Often, parents of a child with special needs worry about their child’s ability to qualify for assistance. Not everyone with special needs is a child, though. Sometimes, adults with disabilities want to set up a special needs trust with themselves as the beneficiaries so that they can qualify for government assistance. For example, a person who suffers a catastrophic injury in a car accident may want to set up a trust and fund it with the insurance settlement or court judgment.
Fortunately, the Special Needs Trust Fairness Act allows people to do just that.
Before this legislation, only parents, guardians, grandparents or the court could create special needs trusts.
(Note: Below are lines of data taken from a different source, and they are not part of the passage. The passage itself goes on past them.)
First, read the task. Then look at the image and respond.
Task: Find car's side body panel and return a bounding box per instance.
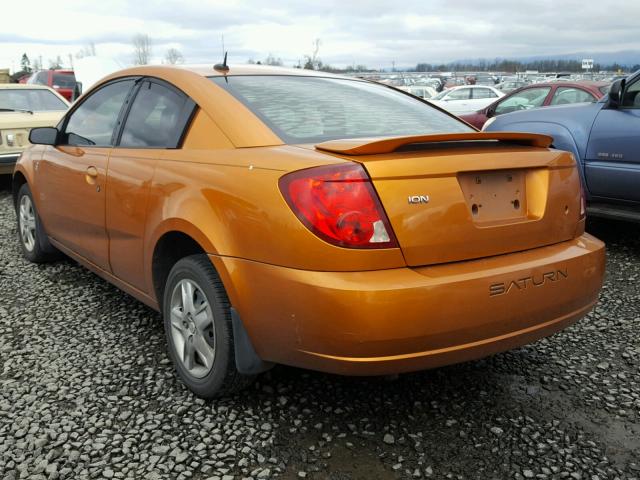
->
[105,148,158,292]
[37,144,111,269]
[585,107,640,203]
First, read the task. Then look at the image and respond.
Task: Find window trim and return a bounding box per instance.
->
[113,76,198,149]
[58,76,140,147]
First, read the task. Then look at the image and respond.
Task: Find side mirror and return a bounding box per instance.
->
[29,127,58,146]
[607,79,625,108]
[74,81,83,101]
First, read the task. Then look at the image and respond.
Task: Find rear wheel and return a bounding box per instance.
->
[163,255,255,398]
[16,183,59,263]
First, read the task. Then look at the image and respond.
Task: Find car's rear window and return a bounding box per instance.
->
[0,89,67,111]
[53,73,76,88]
[210,75,472,143]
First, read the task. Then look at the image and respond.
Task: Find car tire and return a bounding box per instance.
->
[163,254,255,399]
[16,183,60,263]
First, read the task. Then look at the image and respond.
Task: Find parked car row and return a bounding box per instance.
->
[12,64,607,398]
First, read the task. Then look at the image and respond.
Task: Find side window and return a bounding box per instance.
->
[550,87,597,105]
[119,81,191,148]
[447,88,471,100]
[64,80,134,146]
[472,88,497,99]
[494,87,551,115]
[622,80,640,108]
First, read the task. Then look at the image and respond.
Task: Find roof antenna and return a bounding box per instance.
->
[214,51,229,74]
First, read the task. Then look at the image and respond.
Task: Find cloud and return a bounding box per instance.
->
[2,0,640,71]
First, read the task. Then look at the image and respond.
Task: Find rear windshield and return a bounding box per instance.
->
[0,89,67,111]
[52,73,76,88]
[210,75,472,143]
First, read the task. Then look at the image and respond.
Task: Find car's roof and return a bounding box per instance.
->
[112,64,351,80]
[0,83,55,90]
[447,84,498,90]
[520,80,609,89]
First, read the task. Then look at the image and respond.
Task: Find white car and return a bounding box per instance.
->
[429,85,505,115]
[397,85,438,99]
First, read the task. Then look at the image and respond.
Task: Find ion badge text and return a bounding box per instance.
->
[408,195,430,204]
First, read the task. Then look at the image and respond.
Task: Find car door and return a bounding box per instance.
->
[37,78,136,269]
[107,79,196,292]
[442,88,472,113]
[469,87,499,111]
[585,78,640,202]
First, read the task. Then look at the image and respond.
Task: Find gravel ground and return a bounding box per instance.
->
[0,178,639,480]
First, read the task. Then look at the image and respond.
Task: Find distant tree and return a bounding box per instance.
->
[132,34,152,65]
[263,53,283,66]
[76,41,97,59]
[303,38,321,70]
[20,53,32,73]
[32,57,41,71]
[48,56,63,69]
[164,48,184,65]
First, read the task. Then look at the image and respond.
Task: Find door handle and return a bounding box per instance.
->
[85,166,99,186]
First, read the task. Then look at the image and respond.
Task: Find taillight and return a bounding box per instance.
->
[279,163,398,249]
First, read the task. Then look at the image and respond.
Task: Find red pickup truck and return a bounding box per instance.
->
[27,70,78,102]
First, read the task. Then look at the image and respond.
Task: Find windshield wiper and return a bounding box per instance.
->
[0,108,34,114]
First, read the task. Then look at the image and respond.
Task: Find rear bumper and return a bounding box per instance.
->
[0,153,19,174]
[212,233,605,375]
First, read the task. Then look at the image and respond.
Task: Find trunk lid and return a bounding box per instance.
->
[315,133,582,266]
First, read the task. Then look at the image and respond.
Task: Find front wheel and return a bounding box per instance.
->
[16,183,59,263]
[163,255,255,399]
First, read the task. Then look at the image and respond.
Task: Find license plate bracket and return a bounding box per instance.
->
[458,170,528,225]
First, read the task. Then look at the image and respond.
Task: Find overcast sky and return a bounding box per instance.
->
[3,0,640,72]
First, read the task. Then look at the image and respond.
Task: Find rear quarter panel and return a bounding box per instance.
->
[143,145,406,303]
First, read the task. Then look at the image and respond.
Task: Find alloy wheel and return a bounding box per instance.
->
[169,279,216,378]
[19,195,36,252]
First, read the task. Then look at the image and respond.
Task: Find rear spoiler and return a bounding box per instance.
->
[315,132,553,156]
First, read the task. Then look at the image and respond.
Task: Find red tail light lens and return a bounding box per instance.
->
[279,163,398,249]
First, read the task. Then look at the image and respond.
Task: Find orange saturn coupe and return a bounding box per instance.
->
[14,64,605,398]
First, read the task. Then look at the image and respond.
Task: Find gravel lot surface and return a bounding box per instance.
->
[0,178,639,480]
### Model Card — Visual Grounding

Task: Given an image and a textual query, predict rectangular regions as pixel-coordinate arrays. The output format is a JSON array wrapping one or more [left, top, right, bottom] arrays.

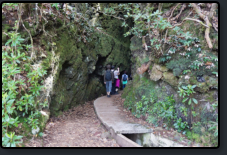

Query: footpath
[[24, 101, 119, 147]]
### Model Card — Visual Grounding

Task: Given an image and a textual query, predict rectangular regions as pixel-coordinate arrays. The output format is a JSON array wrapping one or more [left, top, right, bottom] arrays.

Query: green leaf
[[11, 142, 16, 147], [7, 99, 15, 104], [6, 133, 11, 139], [188, 98, 192, 105], [182, 98, 188, 103], [5, 39, 13, 46], [14, 135, 23, 140], [6, 143, 11, 147], [192, 98, 198, 104]]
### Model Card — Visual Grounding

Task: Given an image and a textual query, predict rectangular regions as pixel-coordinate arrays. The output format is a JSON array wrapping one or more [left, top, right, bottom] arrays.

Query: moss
[[206, 76, 218, 88], [163, 72, 178, 88], [192, 132, 202, 143], [189, 76, 217, 93], [204, 91, 216, 102], [149, 64, 153, 70], [30, 29, 36, 36], [24, 21, 29, 29], [38, 112, 50, 132]]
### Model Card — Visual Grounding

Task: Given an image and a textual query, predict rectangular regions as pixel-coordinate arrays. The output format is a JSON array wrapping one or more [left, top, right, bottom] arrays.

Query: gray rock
[[150, 66, 163, 81], [150, 133, 159, 147]]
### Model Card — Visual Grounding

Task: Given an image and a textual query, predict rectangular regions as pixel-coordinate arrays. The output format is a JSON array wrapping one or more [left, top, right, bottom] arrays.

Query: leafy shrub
[[173, 118, 189, 133], [2, 132, 23, 147], [2, 30, 47, 147], [135, 95, 150, 118], [166, 58, 191, 76]]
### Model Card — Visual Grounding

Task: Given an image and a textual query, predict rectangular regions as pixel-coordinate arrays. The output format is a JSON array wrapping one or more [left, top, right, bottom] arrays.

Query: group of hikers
[[104, 65, 129, 98]]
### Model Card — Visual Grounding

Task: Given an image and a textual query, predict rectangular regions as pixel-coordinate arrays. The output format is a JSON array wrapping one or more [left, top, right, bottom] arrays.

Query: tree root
[[21, 19, 34, 61], [174, 17, 209, 28], [191, 3, 213, 49], [164, 3, 180, 43], [37, 5, 54, 38], [168, 3, 181, 22], [172, 3, 186, 20]]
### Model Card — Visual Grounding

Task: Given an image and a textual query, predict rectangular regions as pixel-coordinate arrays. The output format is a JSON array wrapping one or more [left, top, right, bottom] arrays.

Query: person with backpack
[[122, 71, 128, 90], [104, 65, 114, 97]]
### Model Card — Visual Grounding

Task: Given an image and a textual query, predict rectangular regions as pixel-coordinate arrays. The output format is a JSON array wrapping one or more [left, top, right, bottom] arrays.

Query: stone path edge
[[93, 99, 142, 147]]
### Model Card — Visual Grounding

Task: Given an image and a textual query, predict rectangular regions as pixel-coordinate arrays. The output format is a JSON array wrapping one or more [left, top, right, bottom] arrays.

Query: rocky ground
[[24, 91, 200, 147]]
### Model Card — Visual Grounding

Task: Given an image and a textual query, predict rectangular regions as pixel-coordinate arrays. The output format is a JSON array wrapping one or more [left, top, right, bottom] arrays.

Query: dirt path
[[24, 100, 119, 147], [24, 91, 198, 147]]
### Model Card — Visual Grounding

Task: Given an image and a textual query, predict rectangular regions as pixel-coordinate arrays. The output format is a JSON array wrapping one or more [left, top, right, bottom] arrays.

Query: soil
[[24, 100, 119, 147]]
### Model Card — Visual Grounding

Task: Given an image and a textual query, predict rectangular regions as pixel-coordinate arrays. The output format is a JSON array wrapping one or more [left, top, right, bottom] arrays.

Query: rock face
[[1, 3, 132, 117], [44, 4, 132, 116], [149, 63, 169, 81]]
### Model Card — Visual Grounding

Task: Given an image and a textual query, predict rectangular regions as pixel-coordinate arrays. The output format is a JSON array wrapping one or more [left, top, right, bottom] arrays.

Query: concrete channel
[[93, 96, 153, 147]]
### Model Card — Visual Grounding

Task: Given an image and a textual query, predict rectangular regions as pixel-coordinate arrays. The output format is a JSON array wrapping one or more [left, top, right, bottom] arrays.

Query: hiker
[[110, 65, 116, 95], [104, 64, 114, 97], [114, 67, 120, 94], [122, 71, 128, 89]]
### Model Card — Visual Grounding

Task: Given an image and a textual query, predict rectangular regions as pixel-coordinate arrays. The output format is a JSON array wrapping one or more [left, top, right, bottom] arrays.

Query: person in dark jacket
[[104, 65, 114, 97]]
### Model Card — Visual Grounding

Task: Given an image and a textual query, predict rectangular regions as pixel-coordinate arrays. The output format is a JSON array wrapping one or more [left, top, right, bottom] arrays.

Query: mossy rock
[[38, 111, 50, 132], [204, 90, 218, 103], [189, 75, 217, 93], [163, 72, 179, 88], [155, 64, 168, 72], [206, 76, 218, 89]]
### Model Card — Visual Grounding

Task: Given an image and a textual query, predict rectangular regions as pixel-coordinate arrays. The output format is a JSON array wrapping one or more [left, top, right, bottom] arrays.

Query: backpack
[[105, 70, 112, 81], [123, 74, 127, 81]]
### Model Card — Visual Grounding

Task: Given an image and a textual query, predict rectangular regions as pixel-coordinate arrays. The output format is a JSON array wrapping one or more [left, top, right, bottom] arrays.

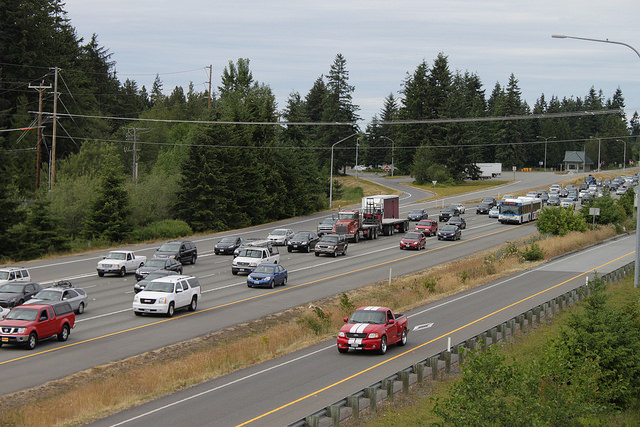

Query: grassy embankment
[[0, 174, 620, 426]]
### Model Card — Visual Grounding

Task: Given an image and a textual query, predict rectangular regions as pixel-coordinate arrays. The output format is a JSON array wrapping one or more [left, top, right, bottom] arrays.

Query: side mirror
[[388, 319, 395, 324], [343, 317, 348, 323]]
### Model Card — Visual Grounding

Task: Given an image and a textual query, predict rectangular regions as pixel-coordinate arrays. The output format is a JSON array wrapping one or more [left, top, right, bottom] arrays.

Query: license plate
[[350, 344, 358, 348], [2, 337, 8, 342]]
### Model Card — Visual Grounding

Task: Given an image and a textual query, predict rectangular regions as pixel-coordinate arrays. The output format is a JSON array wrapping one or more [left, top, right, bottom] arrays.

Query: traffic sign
[[384, 165, 390, 171]]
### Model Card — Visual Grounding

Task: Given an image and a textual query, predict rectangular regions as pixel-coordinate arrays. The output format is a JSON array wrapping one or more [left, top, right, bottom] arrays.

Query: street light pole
[[553, 34, 640, 288], [536, 135, 556, 171], [617, 139, 627, 170], [379, 135, 396, 177], [329, 133, 359, 209], [355, 138, 359, 180]]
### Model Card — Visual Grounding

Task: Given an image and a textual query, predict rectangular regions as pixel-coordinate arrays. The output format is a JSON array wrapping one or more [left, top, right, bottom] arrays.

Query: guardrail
[[289, 261, 635, 427]]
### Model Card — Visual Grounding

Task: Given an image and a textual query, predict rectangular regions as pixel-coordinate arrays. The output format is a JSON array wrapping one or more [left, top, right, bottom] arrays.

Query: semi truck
[[333, 195, 409, 242], [475, 163, 502, 179]]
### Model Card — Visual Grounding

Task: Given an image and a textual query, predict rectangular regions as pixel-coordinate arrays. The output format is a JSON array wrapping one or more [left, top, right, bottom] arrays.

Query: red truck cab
[[337, 306, 408, 354], [0, 302, 75, 350]]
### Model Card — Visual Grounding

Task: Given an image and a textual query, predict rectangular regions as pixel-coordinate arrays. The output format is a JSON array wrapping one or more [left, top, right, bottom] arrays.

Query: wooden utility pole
[[28, 81, 51, 191], [208, 65, 212, 111], [50, 67, 59, 190]]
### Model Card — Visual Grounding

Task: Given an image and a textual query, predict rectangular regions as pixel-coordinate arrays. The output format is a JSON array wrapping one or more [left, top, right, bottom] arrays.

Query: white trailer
[[475, 163, 502, 179]]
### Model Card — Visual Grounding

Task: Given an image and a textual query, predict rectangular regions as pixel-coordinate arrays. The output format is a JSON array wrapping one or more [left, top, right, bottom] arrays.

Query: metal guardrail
[[289, 261, 635, 427]]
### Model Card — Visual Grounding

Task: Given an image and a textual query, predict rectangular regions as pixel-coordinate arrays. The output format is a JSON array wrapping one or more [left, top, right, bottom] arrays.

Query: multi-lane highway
[[0, 172, 572, 400]]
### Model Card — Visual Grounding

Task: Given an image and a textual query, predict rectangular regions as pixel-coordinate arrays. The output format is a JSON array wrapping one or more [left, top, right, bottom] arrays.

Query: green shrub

As a result, people often had to apply to the court, which caused delays and came with expenses, or else seek a family member to take care of the paperwork on their behalf.
Only people between the ages of 18 and 64 may set up a first party special needs trust. As with any estate planning tools, the person must be mentally competent. For a will, this means people need to be able to understand what they are doing, what they own and who the will affects through inclusions and exclusions. The measure for testamentary capacity is greater for trusts because these contracts are more complex.
People who set up trusts must be able to communicate either verbally or by other means, and must understand how the trust affects their rights and responsibilities, and any duties the trust imparts to them. They must understand the likely consequences of creating the trust, and what risks, alternatives and benefits come from creating it.
Because the assets in the trust allow the person to qualify for government assistance, when the beneficiary dies, the money in the trust must go back to the state. The California Department of Health Care Services may recover up to the amount that covers the assistance the beneficiary received from Medi-Cal.